Over the course of the two CDs or LPs, Davis’ presence is more often felt than heard. But there are times when the Black Magus can still do magic. The album’s flagship track is “Human Nature” by Steve Porcaro and John Bettis, famously recorded by Michael Jackson, which the band Davis had played at almost every concert since 1985. They abandoned the all-too-familiar arrangement that night and extend it. at 18 minutes. It is a wonder. “Human Nature” was traditionally Kenny Garrett’s feature length alto saxophone, and Garrett’s solo is still there, but Davis is the one who kills it. You can hear the classic Davis in the way he enunciates the tune – his playing is full of flexibility, style, and a fascinating sense of how the elements of the tune can be taken apart and stacked again in new combinations. There is upright jazz, extended notes to bask in the muffled sound of Davis, and beautiful stunts up and down and back. His famous silences separating his short sentences can bring the group (which listens attentively) to a whisper. Davis brings together elements of the history of his styles in a long, coherent solo: there is a bit of the flamenco sound of Spain sketch and Nap, some childish melodies a little spooky of “Jean Pierre”, and even some bebop phrases. Sometimes it sounds like a tune, and sometimes it sounds like a human scream. He pulls out the mute at the end of his solo for just two notes, and it gives chills.

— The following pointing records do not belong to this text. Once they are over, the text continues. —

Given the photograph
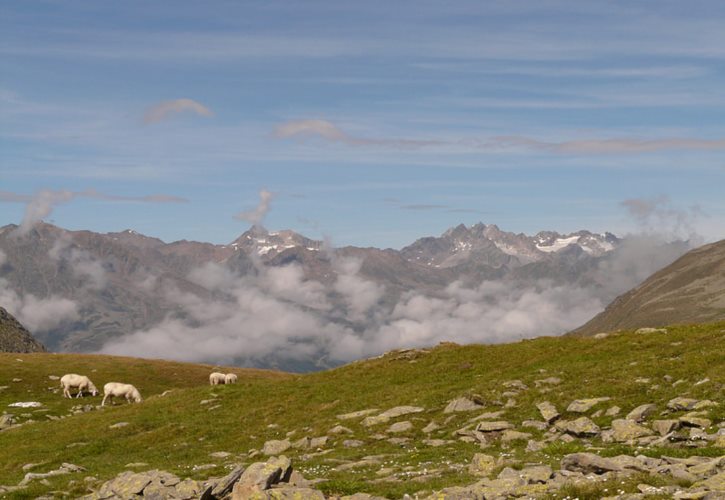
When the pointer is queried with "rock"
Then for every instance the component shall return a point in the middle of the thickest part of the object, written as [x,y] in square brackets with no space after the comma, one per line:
[584,405]
[548,411]
[663,427]
[613,411]
[482,465]
[493,426]
[435,443]
[650,330]
[705,403]
[357,414]
[547,381]
[581,427]
[318,442]
[588,463]
[625,430]
[400,427]
[510,435]
[462,404]
[680,403]
[714,483]
[293,493]
[641,412]
[275,447]
[515,384]
[431,427]
[6,421]
[690,421]
[261,476]
[391,413]
[301,443]
[534,424]
[339,429]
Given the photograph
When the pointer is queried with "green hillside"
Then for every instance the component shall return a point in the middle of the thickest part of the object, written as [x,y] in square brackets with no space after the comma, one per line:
[180,430]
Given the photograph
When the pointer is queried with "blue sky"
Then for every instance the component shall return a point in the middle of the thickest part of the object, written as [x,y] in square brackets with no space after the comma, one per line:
[371,123]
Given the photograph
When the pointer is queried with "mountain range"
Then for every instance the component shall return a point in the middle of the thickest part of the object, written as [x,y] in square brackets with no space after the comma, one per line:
[105,286]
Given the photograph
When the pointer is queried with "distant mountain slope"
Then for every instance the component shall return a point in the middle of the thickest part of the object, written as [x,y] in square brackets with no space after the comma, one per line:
[690,290]
[14,337]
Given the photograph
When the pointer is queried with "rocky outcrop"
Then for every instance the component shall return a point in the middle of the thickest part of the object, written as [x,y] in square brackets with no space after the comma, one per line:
[14,337]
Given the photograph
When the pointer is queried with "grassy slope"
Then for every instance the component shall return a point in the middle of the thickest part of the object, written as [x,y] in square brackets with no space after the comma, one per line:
[176,432]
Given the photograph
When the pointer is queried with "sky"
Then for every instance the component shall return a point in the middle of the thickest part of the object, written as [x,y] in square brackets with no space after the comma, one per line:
[366,123]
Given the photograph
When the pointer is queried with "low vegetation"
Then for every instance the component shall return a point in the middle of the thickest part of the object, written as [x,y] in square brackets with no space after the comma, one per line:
[183,431]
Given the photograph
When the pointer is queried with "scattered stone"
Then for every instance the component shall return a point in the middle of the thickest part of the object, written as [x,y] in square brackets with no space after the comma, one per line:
[664,427]
[6,421]
[463,404]
[339,429]
[650,330]
[690,421]
[357,414]
[534,424]
[589,463]
[400,427]
[318,442]
[482,465]
[625,430]
[548,411]
[680,403]
[275,447]
[431,427]
[436,442]
[493,426]
[641,412]
[510,435]
[581,427]
[515,384]
[613,411]
[584,405]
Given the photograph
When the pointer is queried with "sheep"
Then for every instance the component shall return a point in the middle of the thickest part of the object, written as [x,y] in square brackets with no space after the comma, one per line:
[116,389]
[83,383]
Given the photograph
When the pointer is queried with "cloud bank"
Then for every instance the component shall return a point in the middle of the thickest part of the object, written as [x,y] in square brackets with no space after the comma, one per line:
[167,109]
[258,214]
[40,205]
[330,132]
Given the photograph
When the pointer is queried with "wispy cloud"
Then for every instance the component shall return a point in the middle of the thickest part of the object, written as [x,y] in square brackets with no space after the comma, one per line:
[41,204]
[597,146]
[330,132]
[257,215]
[166,109]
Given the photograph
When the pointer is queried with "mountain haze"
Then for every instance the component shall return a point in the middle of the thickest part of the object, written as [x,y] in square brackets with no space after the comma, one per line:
[14,337]
[690,290]
[85,291]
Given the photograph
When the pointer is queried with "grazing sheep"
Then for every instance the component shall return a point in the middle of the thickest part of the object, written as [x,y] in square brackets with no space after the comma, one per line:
[116,389]
[83,383]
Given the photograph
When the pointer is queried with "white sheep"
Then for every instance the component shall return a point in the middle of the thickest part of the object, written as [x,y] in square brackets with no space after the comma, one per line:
[217,378]
[83,383]
[116,389]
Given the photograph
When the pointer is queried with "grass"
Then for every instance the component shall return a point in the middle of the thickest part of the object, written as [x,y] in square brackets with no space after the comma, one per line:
[176,432]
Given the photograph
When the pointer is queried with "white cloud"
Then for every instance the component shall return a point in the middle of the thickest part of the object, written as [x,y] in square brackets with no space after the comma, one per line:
[37,314]
[167,109]
[256,216]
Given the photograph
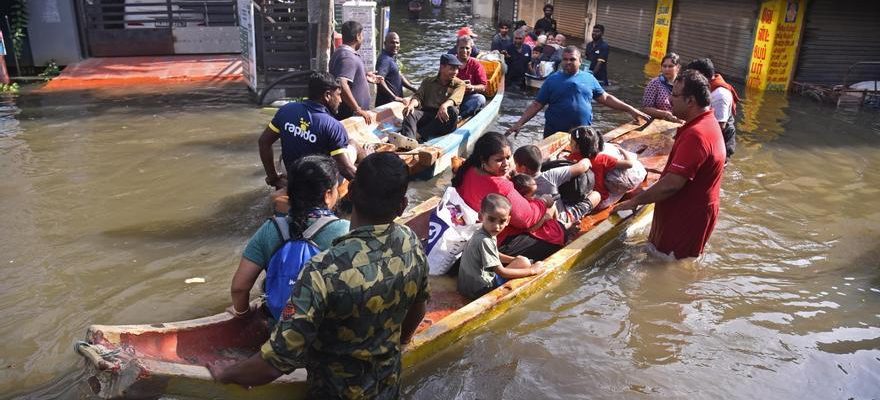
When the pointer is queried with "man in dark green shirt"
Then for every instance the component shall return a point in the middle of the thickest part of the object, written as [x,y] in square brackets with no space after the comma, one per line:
[433,109]
[355,304]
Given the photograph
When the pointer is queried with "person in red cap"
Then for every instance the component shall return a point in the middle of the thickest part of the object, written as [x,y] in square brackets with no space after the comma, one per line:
[464,31]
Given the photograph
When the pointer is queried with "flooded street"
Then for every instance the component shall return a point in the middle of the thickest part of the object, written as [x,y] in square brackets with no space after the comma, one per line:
[110,201]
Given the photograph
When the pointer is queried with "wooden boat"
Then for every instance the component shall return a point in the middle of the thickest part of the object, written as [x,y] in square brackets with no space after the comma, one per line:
[434,156]
[534,82]
[138,361]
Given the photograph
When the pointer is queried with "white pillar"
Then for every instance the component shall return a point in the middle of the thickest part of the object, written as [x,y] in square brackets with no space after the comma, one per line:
[483,8]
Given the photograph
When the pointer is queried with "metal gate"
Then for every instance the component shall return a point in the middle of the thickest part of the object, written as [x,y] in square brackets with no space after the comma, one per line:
[628,24]
[159,27]
[722,30]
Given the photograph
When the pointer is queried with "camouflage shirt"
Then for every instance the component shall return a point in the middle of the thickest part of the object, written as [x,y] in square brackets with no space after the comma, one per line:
[343,320]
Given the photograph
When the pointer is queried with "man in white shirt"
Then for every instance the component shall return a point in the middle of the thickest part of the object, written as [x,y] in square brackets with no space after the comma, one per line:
[723,99]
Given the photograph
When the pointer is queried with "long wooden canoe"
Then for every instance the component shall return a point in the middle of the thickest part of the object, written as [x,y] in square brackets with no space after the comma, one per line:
[429,159]
[434,156]
[143,361]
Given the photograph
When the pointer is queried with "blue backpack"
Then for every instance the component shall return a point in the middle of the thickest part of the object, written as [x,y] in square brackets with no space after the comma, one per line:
[287,262]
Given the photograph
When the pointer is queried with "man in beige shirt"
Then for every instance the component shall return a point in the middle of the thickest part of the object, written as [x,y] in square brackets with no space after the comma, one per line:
[433,109]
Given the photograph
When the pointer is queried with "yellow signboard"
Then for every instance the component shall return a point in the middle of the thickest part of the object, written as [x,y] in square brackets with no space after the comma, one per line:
[660,39]
[777,39]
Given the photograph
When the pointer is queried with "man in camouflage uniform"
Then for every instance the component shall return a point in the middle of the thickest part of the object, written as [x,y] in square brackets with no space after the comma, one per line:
[355,304]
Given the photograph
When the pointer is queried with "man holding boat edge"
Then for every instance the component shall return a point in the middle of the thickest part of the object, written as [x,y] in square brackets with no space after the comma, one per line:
[348,66]
[354,305]
[568,95]
[687,196]
[307,128]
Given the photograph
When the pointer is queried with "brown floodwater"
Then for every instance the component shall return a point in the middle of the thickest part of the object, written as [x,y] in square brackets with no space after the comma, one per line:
[111,201]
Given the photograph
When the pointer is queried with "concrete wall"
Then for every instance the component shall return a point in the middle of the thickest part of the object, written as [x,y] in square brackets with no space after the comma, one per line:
[52,30]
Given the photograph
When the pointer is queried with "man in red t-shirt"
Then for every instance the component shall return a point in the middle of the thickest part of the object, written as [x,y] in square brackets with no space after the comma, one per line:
[687,194]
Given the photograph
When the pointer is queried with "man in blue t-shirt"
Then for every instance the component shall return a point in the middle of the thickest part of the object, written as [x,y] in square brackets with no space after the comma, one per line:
[387,68]
[597,54]
[308,128]
[568,93]
[348,66]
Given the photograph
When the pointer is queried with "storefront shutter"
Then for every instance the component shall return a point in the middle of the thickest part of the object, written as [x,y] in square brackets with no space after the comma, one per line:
[721,30]
[837,35]
[628,24]
[570,16]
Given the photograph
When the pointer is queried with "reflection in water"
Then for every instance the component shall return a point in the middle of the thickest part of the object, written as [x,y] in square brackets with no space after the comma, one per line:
[111,201]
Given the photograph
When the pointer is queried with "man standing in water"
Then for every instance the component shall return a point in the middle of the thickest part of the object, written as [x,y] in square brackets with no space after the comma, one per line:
[723,100]
[547,24]
[687,194]
[474,76]
[568,93]
[345,326]
[597,53]
[308,128]
[388,68]
[348,66]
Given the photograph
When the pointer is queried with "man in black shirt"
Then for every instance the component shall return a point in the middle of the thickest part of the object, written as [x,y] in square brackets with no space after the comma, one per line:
[547,25]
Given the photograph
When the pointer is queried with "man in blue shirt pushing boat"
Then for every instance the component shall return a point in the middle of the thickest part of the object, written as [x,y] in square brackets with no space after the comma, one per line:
[568,95]
[308,128]
[354,305]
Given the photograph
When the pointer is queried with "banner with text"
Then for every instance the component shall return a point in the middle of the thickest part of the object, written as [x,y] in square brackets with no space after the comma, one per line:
[777,39]
[660,40]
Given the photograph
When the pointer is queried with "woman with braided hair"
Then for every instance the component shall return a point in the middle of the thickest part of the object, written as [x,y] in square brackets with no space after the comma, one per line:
[312,192]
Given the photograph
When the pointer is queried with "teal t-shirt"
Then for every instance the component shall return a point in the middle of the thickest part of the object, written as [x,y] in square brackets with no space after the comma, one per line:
[266,240]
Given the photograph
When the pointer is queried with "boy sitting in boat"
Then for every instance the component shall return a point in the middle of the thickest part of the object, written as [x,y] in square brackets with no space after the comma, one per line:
[587,144]
[527,187]
[574,200]
[481,268]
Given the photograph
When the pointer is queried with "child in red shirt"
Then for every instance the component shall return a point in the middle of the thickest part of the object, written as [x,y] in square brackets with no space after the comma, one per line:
[587,143]
[526,186]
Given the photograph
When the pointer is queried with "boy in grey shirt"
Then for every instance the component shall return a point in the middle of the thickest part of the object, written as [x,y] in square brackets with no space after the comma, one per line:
[482,266]
[528,161]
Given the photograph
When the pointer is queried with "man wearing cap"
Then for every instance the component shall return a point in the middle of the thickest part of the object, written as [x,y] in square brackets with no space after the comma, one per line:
[308,128]
[464,31]
[547,24]
[432,111]
[474,76]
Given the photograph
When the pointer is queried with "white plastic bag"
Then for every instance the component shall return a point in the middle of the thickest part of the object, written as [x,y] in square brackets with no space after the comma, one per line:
[451,226]
[620,181]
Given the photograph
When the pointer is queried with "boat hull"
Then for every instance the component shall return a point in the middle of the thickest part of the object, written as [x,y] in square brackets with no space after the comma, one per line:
[169,358]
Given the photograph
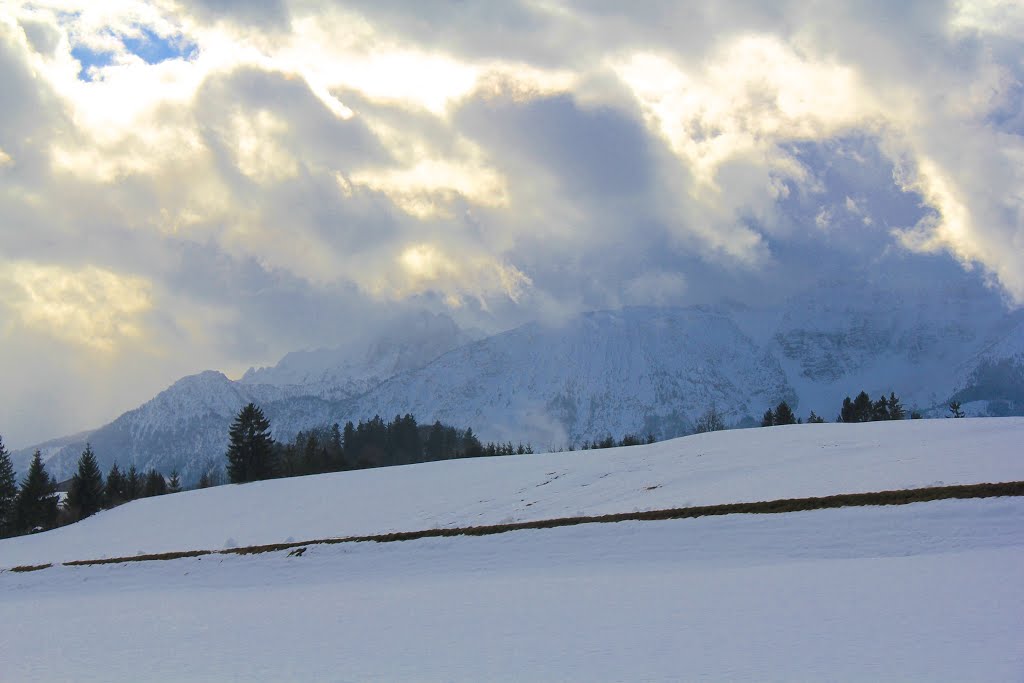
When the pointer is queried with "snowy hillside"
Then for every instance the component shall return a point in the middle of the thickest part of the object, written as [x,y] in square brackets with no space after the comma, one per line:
[921,592]
[744,465]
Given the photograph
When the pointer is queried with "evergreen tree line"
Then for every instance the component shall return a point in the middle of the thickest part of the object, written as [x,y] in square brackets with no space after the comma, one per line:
[253,455]
[861,409]
[35,504]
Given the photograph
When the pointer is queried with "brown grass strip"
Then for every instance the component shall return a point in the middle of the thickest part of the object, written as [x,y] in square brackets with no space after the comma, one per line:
[900,497]
[31,567]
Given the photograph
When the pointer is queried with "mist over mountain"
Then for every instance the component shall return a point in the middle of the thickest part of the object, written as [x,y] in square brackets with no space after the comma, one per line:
[638,370]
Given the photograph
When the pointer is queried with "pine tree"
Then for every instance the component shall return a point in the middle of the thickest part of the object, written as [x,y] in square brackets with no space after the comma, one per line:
[847,413]
[116,485]
[711,421]
[880,410]
[37,501]
[155,484]
[784,415]
[133,483]
[86,494]
[250,451]
[863,409]
[896,411]
[8,493]
[174,485]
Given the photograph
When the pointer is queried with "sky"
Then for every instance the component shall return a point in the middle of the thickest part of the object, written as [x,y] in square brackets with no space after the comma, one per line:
[211,183]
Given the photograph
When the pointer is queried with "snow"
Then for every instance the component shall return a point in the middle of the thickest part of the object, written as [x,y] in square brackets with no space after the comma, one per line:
[925,592]
[734,466]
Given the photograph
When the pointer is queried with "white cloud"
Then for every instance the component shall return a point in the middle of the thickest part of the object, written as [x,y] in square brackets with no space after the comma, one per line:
[503,159]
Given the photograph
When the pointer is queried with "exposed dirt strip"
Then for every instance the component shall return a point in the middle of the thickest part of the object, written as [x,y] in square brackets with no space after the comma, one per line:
[901,497]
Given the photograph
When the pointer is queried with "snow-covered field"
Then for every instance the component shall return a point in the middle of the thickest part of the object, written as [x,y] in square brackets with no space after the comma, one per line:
[724,467]
[928,592]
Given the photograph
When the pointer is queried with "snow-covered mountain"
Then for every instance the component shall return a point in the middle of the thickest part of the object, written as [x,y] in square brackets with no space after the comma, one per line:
[406,344]
[634,371]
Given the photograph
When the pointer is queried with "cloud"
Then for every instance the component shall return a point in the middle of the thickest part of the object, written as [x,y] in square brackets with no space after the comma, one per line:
[96,308]
[245,178]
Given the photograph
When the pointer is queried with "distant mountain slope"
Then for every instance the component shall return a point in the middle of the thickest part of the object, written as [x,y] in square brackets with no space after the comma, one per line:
[183,426]
[406,344]
[638,370]
[635,371]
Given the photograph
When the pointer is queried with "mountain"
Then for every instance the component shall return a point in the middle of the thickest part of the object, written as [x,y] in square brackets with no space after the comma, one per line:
[404,344]
[185,426]
[641,371]
[636,371]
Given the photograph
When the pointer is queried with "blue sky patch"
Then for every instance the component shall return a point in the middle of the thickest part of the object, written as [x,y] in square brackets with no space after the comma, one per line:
[88,58]
[153,49]
[148,46]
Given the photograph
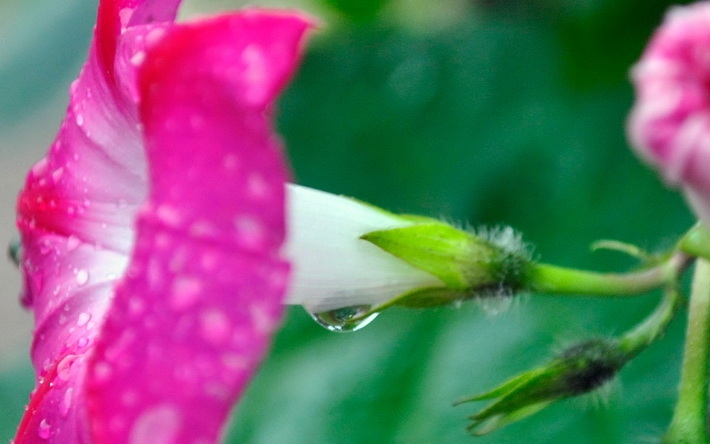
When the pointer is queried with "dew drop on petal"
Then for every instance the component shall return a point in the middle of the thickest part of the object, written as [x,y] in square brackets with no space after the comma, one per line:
[345,319]
[82,277]
[44,430]
[185,292]
[214,325]
[83,319]
[65,405]
[157,425]
[73,243]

Garrett plays on the rafters and shouts it out for the crowd during his solo, encouraged by the catchy rhythm section. Between their two solos, Davis and Garrett don’t just play “Human Nature”, they stage it. Davis finds humanity subtle, melancholy, varied and questioning. Garrett agrees first, then he pleads for the darker, most stressed, nervous and fierce parts of us. The song ends coldly after Garrett’s solo, because what could follow it? The crowd applauds, whistles, but Miles plays behind it all, quietly and unaccompanied. He’s already started preparing for the next song, “Time After Time”, as if to say that’s how human nature is, every time.

Hearing this in Vienna that night in July 1991, in a Roman amphitheater in constant use since around 50 AD, must have been a powerful reminder of all that passes and all that lasts.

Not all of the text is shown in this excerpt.